Michael Jackson - Bad

Michael Jackson – Bad
CD, Epic

Dass sich Bad auf der Höhe der Zeit befand, signalisierte das Albumcover. Da ist keine Spur mehr von der kitschigen Weichzeichner-Optik des Thriller-Albums, vom weißen Las-Vegas-Smoking, von romantischer Pose und romantischem Schriftzug, auch nichts von der weichen Nase und dem Schoko-Teint. Jackos neues, blasses Gesicht reckt sich aus einer schwarzen Straßenjacke mit viel metallenem Krimskrams dran. Er will hier halb Rapper, halb Rocker sein, versucht hart und herausfordernd zu blicken, die rechte Hand geballt. Er mimt den „bad guy“, den gefährlichen Checker. Wer sich an die Gangsta-Rap-Alben von 1987 erinnert, versteht die Anspielung in der Pose. Nur zwei Monate vor Jacksons Album war Bad: Bigger And Deffer von L.L. Cool J erschienen. Der HipHopper trägt darauf eine schwarze Jacke, steht auf einem Auto, lehnt am Zaun eines Schulhofs, blickt herunter in die Kamera. Vielleicht war Jacksons Bad – in Pose und Plattentitel – bereits Hommage und Parodie.
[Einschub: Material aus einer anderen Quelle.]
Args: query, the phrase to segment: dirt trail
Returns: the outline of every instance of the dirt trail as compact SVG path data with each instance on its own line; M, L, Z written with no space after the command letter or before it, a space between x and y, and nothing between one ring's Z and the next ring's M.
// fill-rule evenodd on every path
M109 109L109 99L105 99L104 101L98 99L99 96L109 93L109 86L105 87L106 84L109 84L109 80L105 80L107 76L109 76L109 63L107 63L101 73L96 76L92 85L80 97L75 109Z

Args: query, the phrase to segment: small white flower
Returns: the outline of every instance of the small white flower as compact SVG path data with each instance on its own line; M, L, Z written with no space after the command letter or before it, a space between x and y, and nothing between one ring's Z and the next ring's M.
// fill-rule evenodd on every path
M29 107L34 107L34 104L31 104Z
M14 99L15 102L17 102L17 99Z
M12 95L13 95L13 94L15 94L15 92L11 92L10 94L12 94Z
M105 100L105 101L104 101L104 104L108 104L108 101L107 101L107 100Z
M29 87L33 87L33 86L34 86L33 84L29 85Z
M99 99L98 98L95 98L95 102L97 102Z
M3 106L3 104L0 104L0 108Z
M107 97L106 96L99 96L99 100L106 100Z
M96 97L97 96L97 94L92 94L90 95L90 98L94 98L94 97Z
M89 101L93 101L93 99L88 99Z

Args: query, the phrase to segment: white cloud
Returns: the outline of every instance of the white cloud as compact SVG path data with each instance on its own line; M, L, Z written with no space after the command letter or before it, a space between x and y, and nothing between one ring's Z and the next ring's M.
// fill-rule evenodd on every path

Die Maßlosigkeit von Michael Jacksons Erfolg provozierte viele. Schon die damals absurd erscheinende Vorstellung von Michael Jackson als eines „bad guy“ reizte manchen zum Lachen. Der Titelsong „Bad“ hat jedenfalls etliche Parodien inspiriert. Eine der ersten kam von „Weird Al“ Yankovic: Sein Song „Fat“ ist musikalisch nahezu eine Kopie des Originals, aber mit sehr witzigen Lyrics über dicke Menschen. Yankovic, ein Satiriker amerikanischer Prägung, verhält sich selten politisch korrekt. Schon Jacksons Hit „Beat It“ hatte er seinerzeit veralbert als „Eat It“: Dickleibigkeit  gehört zu Yankovics Lieblingsthemen. Alle seine Songs, die mit Essen zu tun haben, stellte er später auch in einer Compilation zusammen. Sein Humor besitzt aber noch andere Facetten. Dass er sein Album nicht „Fat“ nannte, sondern Even Worse, zeigt, dass er sich auch selbst auf die Schippe nehmen kann.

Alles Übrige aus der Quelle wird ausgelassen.